Closed jayahm closed 3 years ago
I forgot to mention:
In the first experiment, I trained each DS method separately: method1.fit(..) method2.fit(..)
But for the second experiment, I used loop
list_ds = [method1, method2]
for ... method.fit(...)
Update:
I found that actually, these DS methods have different results:
Hello,
Can you send me the code you used to run the methods? I need to check the way you are defining and using the random_state.
Hi
You can find my codes below: https://www.dropbox.com/s/rpyfu5ei22d7btp/For%20DESLIB.zip?dl=0
Apologize if the code is a bit long. You can go to the bottom to see "all results" and compare (the accuracy) between "with-loop" and "without-loop".
I was trying to simply the code but it couldn't show the problem. So, I need to give a bit longer code.
What I did in "without-loop" was manual coding but in "with-loop" I tried to simplify the code from "without-oop" and ended up finding that the results are slightly different for some methods.
Hi,
I made some further check again.
Other than A Priori, A Posteriori and MCB, DES Clustering also produced inconsistent results in some cases.
While other methods, the results are somehow consistent.
The random_sate is also the same.
Ok, thanks for sharing the code. I will check it and propose a solution either tomorrow or Wednesday.
Sure. Thank you for your help. I appreciate that.
Hi @Menelau
Is there any update on this?
Hello,
The problem is the way you are setting the random state for the methods. It is exactly the same problem in the previous issue you opened a long time ago: https://github.com/scikit-learn-contrib/DESlib/issues/214
In the experiment you conducted what is happening is that the random state is set once at the beginning and used for all methods. That guarantees that this script will always produce the same result. However, its value will be different for each method that is being called inside the script as each technique that uses the random_state variable alters its internal state and the same variable is being shared among all techniques. So the state that is passed down to the methods will differ. If you want different calls to the DS method to have exactly the same result you need to pass an integer as random state (the same values) rather than a RandomState object whose state will change every time a random operation is made.

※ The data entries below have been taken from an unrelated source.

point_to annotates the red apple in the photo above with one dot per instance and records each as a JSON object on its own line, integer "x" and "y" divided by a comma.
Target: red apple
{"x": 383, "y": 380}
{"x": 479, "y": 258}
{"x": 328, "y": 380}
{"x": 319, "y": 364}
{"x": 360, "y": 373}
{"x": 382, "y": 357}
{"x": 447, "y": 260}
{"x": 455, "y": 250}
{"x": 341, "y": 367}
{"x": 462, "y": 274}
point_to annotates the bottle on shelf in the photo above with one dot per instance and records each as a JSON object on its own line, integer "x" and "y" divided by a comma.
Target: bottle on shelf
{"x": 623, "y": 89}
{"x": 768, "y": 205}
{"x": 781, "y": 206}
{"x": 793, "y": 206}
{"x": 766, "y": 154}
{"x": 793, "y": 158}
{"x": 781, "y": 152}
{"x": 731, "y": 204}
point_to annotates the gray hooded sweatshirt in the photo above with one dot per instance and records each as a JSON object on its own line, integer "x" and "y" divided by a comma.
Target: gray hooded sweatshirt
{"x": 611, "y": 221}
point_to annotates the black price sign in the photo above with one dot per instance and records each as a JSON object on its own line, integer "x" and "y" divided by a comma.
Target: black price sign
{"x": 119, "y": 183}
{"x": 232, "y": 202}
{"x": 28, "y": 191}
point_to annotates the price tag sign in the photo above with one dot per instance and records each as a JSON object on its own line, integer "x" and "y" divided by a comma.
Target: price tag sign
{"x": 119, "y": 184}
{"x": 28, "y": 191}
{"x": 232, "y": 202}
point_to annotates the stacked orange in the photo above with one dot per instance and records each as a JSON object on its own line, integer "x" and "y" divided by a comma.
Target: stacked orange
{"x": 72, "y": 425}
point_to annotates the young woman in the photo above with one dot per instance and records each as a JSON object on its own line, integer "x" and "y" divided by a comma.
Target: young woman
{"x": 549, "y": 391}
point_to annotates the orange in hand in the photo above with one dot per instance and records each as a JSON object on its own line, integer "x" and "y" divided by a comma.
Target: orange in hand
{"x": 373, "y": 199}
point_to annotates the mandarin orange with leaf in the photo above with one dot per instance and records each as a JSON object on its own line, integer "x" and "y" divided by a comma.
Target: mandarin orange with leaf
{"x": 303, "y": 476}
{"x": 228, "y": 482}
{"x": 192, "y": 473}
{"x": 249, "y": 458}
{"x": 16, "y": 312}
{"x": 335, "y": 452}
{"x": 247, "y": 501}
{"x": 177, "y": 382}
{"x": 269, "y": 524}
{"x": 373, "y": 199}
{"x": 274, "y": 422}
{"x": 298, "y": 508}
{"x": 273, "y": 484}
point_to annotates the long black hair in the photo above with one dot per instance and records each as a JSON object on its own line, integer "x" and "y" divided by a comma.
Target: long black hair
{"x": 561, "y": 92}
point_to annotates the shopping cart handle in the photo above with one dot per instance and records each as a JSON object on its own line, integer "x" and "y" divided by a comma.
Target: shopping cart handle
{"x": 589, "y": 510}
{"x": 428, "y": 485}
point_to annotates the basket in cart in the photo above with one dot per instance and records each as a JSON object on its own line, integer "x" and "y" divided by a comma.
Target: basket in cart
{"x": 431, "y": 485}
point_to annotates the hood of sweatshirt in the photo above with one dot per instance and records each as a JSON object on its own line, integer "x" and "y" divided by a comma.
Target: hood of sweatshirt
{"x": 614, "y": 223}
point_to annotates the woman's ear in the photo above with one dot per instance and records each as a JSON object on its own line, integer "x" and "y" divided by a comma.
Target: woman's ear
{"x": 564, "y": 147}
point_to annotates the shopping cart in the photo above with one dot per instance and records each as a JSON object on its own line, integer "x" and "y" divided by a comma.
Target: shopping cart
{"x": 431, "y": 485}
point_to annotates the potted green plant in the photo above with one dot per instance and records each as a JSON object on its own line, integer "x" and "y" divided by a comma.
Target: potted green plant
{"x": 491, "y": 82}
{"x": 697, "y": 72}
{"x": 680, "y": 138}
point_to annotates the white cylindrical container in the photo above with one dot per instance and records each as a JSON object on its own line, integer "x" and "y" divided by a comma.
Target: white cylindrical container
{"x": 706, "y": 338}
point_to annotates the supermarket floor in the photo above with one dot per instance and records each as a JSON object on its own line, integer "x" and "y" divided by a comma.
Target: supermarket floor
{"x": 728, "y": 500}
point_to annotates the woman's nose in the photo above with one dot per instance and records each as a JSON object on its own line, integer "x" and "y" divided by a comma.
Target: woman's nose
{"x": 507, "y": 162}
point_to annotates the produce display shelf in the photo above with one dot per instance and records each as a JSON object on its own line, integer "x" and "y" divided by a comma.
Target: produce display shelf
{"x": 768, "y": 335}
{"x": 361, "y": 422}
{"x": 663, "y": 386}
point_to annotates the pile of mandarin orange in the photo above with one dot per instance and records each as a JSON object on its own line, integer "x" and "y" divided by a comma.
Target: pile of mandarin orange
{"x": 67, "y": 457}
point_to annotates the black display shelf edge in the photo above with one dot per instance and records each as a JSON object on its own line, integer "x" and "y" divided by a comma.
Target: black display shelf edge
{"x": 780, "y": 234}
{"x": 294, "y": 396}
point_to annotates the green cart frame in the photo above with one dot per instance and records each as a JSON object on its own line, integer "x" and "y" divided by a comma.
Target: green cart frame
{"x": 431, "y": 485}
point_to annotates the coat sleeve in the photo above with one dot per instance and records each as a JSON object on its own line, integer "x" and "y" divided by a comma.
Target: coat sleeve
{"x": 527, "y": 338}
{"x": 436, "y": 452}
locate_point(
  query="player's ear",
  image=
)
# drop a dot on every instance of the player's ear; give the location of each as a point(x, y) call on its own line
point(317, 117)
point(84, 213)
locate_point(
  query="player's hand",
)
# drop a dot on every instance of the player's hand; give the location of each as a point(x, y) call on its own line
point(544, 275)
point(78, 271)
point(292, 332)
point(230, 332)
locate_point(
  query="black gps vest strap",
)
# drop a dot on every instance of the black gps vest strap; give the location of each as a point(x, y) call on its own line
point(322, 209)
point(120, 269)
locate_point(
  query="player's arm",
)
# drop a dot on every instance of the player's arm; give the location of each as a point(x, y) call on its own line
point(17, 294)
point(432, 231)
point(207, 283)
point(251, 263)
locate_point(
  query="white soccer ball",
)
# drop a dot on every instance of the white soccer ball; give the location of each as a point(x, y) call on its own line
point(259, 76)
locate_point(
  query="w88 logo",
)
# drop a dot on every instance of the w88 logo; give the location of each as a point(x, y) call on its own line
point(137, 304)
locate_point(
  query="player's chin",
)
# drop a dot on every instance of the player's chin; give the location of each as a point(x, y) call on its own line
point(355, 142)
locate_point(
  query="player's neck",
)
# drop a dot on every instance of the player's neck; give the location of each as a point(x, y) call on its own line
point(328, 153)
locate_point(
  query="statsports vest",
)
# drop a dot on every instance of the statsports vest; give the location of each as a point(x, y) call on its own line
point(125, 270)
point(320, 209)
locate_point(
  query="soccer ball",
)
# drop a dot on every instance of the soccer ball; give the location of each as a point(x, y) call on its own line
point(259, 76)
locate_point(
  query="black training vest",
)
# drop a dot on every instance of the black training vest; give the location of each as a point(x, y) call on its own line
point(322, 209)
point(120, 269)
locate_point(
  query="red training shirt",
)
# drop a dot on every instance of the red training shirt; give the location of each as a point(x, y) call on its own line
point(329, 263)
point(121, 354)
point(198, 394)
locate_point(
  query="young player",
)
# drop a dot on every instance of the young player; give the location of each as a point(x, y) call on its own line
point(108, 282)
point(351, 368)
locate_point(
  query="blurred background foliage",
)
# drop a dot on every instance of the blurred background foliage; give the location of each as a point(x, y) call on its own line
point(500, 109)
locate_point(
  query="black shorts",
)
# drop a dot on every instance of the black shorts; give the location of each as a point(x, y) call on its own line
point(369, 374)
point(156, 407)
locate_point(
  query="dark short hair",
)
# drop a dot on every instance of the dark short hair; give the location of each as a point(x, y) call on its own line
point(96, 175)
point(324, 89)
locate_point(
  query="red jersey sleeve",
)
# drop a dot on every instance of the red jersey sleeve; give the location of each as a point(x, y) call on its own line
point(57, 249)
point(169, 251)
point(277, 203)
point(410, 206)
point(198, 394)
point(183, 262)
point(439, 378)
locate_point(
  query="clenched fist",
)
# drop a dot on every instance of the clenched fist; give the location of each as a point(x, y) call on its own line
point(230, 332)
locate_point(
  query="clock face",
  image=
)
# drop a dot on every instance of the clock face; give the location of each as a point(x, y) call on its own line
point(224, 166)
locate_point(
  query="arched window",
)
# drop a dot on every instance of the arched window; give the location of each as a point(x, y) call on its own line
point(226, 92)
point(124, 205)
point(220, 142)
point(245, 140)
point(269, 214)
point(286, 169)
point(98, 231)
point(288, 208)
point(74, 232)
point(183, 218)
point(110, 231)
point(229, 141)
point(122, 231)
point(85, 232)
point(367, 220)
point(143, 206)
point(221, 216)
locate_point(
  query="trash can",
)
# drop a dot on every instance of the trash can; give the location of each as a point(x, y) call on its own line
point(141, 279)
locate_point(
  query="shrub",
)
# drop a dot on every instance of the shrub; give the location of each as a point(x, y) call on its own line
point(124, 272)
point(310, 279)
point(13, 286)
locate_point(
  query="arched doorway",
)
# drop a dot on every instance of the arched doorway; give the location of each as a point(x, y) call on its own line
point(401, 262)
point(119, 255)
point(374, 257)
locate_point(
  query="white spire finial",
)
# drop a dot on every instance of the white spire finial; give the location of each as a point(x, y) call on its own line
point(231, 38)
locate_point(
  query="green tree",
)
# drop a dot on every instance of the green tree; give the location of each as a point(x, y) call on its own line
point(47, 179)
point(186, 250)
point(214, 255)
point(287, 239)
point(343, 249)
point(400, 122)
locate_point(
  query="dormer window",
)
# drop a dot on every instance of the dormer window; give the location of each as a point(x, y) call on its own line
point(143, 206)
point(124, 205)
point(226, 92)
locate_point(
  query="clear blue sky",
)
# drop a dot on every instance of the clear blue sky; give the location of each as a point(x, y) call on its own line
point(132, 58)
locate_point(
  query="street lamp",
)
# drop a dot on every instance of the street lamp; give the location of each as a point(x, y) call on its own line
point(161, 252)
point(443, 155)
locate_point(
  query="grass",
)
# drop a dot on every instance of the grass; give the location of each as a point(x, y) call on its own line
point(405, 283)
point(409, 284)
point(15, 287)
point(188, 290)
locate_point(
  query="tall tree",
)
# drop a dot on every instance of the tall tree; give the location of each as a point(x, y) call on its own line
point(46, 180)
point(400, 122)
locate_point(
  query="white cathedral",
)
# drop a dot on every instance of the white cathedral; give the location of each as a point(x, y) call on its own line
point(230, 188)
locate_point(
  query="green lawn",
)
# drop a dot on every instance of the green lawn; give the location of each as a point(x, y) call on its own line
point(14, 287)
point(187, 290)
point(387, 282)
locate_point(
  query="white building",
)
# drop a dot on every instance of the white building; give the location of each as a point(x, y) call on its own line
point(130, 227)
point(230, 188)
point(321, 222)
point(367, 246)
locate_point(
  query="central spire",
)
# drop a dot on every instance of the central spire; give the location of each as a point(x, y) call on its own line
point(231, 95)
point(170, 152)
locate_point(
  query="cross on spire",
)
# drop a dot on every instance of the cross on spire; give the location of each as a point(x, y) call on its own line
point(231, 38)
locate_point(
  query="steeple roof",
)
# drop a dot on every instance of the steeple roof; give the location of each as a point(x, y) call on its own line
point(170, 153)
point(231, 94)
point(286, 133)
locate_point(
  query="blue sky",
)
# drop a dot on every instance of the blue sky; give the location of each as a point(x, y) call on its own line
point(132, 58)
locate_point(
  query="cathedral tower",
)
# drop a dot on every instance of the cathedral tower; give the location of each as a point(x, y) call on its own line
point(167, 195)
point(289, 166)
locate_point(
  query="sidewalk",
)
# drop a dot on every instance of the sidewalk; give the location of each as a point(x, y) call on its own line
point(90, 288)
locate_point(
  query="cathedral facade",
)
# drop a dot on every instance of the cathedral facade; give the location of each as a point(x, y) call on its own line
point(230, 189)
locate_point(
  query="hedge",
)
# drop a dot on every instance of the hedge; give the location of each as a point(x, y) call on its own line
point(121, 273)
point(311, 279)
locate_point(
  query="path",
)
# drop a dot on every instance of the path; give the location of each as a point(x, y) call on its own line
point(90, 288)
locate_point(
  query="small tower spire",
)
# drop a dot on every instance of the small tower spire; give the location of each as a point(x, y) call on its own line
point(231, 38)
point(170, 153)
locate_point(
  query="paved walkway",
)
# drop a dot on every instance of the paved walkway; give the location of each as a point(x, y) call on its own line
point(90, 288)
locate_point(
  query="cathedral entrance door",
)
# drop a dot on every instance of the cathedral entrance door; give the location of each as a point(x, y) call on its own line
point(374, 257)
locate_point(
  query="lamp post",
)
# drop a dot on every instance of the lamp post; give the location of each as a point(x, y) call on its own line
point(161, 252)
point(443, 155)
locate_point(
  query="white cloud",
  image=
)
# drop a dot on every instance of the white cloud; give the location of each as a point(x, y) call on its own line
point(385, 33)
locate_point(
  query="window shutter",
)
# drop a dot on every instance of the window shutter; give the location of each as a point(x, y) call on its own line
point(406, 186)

If you want two calls of MCB, A posteriori, A priori, and DESClustering to have exactly the same results you will need to always pass an integer value as the random state.
Hi,
Do you mean, inestead of,
rng = np.random.RandomState(42)
I should do:
rng = 42
Yes, so in this case, you guarantee that the random seed will be 42 for each technique, and there will be no side-effects caused by the same random state variable being shared between multiple techniques.
I also recommend you to update the code to the new master branch version since we did some changes recently.
You can read more about different ways of setting the random state on the scikit-learn documentation: https://scikit-learn.org/stable/glossary.html#term-random_state
I see. Thank you very much for your great help. I'll update the library soon too.
Hi,
I faced some issue with my experiments.
Even though I have set the rendom_satate, the results seem not to be the same (For several methods)..
The first and second experiment was run on two different Jupyter files.
Is this normal or could be some mistake?
Also, the results of single base classifiers are just fine. Except for DS.